Frankfurt verzichtete auf die inzwischen liebgewonnene Dreierkette vor Torhüterin Desirée Schumann und spielte ein relativ bieder umgesetztes 4-1-4-1 mit Saskia Bartusiak und Peggy Kuznik in der Innenverteidigung sowie den Außenverteidigerinnen Kathrin Hendrich und Marith Prießen außen. Die alleinige Sechs gab Kanadierin Sophie Schmidt, die völlig blass und ohne Effekt blieb, so dass sie noch eine Minute vor der Halbzeit für Laura Störzel ausgewechselt wurde. Die Mittelfeldkette bestand aus den Achtern Yūki Ōgimi und Jackie Groenen flankiert von Ana-Maria Crnogorčević und Routinier Kerstin Garefrekes. Als Mittelstürmerin lief Mandy Islacker auf.

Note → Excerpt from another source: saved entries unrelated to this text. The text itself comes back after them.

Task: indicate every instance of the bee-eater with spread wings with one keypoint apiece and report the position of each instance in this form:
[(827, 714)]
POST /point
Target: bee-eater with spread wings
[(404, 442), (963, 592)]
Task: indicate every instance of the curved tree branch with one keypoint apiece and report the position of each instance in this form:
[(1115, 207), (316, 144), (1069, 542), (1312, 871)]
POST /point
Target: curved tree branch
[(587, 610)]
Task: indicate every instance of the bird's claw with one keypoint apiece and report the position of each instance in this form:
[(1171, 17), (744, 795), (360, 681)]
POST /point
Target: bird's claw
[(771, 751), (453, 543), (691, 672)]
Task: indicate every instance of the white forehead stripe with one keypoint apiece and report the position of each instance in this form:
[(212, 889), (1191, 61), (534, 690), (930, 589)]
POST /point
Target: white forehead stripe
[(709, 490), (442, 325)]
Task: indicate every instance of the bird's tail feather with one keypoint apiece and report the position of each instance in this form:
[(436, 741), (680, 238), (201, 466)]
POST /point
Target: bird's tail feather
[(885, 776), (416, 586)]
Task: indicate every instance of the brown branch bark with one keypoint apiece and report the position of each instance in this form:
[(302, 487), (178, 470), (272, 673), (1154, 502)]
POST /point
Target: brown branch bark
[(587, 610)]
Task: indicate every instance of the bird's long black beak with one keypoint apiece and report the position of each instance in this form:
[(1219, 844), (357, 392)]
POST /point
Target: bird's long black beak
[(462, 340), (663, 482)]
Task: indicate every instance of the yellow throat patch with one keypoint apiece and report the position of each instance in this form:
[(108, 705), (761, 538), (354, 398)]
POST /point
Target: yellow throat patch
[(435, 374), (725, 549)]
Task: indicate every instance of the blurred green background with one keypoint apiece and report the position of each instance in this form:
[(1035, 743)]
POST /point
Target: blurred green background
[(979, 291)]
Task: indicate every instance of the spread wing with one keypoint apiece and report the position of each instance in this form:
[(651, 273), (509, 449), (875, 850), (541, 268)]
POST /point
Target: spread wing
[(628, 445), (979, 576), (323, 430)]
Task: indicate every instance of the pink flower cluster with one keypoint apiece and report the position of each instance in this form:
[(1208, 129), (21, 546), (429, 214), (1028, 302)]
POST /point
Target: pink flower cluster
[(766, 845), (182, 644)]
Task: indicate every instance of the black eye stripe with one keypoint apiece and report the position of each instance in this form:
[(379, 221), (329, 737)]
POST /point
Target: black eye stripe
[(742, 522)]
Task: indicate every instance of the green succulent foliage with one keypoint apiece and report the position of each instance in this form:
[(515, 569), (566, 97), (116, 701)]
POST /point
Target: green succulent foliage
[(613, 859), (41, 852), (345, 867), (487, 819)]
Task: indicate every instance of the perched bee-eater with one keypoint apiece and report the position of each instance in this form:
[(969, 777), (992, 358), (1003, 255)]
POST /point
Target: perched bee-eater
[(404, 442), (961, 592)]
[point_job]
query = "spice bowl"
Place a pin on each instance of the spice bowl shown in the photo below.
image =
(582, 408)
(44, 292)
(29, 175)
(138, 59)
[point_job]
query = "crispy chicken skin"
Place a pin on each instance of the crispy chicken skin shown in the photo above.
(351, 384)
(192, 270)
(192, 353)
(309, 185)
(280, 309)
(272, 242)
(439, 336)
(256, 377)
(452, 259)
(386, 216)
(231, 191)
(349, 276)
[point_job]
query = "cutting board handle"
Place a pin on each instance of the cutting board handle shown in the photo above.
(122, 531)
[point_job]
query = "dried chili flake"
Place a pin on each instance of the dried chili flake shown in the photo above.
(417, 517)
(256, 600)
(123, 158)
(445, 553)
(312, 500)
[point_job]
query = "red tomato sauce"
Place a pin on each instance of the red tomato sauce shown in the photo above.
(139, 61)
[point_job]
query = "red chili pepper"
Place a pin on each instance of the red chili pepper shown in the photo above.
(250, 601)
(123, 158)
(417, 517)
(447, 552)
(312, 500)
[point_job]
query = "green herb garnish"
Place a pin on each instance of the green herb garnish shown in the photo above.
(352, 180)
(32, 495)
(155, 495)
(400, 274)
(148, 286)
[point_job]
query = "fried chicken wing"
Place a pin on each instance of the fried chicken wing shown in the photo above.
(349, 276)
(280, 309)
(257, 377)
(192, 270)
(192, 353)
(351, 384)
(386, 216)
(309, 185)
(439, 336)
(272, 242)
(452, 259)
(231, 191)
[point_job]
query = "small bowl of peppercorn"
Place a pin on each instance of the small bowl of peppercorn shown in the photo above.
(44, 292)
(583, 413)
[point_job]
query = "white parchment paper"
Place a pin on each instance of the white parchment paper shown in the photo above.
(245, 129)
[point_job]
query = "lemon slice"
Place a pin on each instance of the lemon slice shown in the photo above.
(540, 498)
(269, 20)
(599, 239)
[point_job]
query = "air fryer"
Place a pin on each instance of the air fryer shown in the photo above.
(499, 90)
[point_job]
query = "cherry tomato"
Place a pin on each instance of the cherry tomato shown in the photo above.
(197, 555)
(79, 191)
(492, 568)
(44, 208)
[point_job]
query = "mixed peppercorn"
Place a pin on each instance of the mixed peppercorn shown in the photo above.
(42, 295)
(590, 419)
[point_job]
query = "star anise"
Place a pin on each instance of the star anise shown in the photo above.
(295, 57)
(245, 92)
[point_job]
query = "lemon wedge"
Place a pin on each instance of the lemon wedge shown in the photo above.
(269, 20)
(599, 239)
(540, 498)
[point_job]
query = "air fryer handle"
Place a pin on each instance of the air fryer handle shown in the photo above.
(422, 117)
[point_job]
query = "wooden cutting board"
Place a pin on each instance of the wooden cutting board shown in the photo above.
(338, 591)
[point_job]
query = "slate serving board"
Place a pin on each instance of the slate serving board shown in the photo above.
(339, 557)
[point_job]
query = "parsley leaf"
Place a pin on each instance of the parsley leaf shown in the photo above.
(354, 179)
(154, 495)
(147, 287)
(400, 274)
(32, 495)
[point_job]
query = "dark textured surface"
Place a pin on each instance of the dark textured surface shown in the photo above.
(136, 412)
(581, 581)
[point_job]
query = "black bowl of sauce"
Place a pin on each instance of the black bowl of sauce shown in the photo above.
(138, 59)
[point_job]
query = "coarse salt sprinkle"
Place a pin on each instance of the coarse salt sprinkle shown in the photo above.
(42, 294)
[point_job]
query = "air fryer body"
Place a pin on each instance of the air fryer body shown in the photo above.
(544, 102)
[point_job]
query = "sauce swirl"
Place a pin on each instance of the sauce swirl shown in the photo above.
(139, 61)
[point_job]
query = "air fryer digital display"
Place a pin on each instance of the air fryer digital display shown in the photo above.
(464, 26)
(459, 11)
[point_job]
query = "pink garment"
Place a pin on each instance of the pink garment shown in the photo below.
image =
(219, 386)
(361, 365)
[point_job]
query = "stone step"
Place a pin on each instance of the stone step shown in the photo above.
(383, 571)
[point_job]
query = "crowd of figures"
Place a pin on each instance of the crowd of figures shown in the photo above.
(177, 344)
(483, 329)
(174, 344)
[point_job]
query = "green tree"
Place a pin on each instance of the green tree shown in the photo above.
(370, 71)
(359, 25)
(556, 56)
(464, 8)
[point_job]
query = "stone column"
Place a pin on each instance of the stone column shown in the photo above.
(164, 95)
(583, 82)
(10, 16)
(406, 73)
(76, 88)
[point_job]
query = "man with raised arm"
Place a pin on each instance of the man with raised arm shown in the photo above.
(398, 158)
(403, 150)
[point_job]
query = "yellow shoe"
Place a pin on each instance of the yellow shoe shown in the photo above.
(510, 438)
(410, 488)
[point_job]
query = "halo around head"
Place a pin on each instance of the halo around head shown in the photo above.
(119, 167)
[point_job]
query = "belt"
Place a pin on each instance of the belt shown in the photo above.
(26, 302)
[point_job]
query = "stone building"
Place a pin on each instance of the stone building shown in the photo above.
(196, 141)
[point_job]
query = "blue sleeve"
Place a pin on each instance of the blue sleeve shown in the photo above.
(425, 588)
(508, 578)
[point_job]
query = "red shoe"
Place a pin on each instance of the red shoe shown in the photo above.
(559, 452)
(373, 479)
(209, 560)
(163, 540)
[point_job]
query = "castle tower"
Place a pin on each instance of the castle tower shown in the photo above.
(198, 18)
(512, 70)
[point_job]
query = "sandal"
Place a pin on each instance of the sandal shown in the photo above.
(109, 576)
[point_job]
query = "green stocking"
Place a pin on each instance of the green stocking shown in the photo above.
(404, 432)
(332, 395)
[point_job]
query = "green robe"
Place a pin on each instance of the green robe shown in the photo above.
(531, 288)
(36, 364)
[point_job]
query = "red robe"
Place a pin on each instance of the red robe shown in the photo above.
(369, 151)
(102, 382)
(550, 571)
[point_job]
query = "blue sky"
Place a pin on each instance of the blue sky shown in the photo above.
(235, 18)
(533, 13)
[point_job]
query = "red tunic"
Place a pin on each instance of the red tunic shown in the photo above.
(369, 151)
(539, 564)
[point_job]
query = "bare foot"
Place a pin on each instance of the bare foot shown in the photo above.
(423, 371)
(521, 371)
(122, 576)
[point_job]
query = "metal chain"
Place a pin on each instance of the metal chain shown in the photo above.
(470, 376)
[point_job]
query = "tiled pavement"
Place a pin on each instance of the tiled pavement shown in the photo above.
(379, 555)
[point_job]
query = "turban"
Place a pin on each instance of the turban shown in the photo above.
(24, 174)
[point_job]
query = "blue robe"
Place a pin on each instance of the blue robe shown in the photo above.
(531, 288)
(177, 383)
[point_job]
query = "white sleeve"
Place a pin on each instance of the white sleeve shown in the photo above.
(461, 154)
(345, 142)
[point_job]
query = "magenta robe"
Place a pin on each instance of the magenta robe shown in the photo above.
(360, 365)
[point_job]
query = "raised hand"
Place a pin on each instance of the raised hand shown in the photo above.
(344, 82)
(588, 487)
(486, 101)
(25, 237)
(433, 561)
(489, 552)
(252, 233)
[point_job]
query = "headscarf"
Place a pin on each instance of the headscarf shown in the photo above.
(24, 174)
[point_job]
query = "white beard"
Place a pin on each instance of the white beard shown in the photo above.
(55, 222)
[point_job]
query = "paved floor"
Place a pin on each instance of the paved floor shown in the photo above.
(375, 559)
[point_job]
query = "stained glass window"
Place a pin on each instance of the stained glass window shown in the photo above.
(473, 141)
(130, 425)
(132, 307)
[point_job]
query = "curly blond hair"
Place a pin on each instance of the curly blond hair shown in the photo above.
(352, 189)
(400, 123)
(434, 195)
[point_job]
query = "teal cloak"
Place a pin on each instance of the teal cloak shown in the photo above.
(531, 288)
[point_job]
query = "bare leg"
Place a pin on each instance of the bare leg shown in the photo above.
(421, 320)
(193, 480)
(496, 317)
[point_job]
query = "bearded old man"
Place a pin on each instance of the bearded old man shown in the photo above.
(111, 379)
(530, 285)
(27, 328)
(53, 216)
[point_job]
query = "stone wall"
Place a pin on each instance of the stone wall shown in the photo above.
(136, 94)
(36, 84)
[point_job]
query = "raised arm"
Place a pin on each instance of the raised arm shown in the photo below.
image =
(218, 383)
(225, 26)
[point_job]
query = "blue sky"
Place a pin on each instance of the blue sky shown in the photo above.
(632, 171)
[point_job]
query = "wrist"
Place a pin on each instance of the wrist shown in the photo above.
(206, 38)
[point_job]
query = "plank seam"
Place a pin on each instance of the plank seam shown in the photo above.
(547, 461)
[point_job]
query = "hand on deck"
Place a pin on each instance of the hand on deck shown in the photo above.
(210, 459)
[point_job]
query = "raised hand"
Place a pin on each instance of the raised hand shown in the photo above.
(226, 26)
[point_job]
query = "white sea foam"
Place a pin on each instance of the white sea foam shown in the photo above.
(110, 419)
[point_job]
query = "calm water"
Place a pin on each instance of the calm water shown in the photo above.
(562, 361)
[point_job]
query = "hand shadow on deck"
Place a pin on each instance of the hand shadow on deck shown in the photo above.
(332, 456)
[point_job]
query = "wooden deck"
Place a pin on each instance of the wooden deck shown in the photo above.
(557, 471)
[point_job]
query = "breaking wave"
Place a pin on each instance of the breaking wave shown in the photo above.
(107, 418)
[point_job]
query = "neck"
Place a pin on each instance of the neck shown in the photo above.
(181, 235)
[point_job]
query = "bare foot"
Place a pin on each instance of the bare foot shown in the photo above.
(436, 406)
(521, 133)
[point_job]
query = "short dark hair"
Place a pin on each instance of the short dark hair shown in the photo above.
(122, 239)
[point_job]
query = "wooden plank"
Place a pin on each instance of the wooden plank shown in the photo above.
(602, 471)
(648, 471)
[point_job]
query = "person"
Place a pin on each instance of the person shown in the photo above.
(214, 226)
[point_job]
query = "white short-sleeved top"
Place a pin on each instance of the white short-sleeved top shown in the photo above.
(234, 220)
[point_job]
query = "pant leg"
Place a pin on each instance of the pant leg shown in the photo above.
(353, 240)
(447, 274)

Auf der anderen Seite ließ Ralf Kellermann sein Team vor Torhüterin Almuth Schult in einer asymmetrischen 4-2-3-1-Formation mit engem offensiven Mittelfeldband (zwei Achter, ein Flügel) auflaufen, die sich je nach Positionierung von Rechtsverteidigerin Anna Blässe zum 3-3-3-1 wandeln konnte. Isabel Kerschowski schob dann gegen den Ball zurück, um Babett Peter und Nilla Fischer zur Dreierkette zu ergänzen. In Ermangelung an Frankfurter Angriffen war dies jedoch selten der Fall.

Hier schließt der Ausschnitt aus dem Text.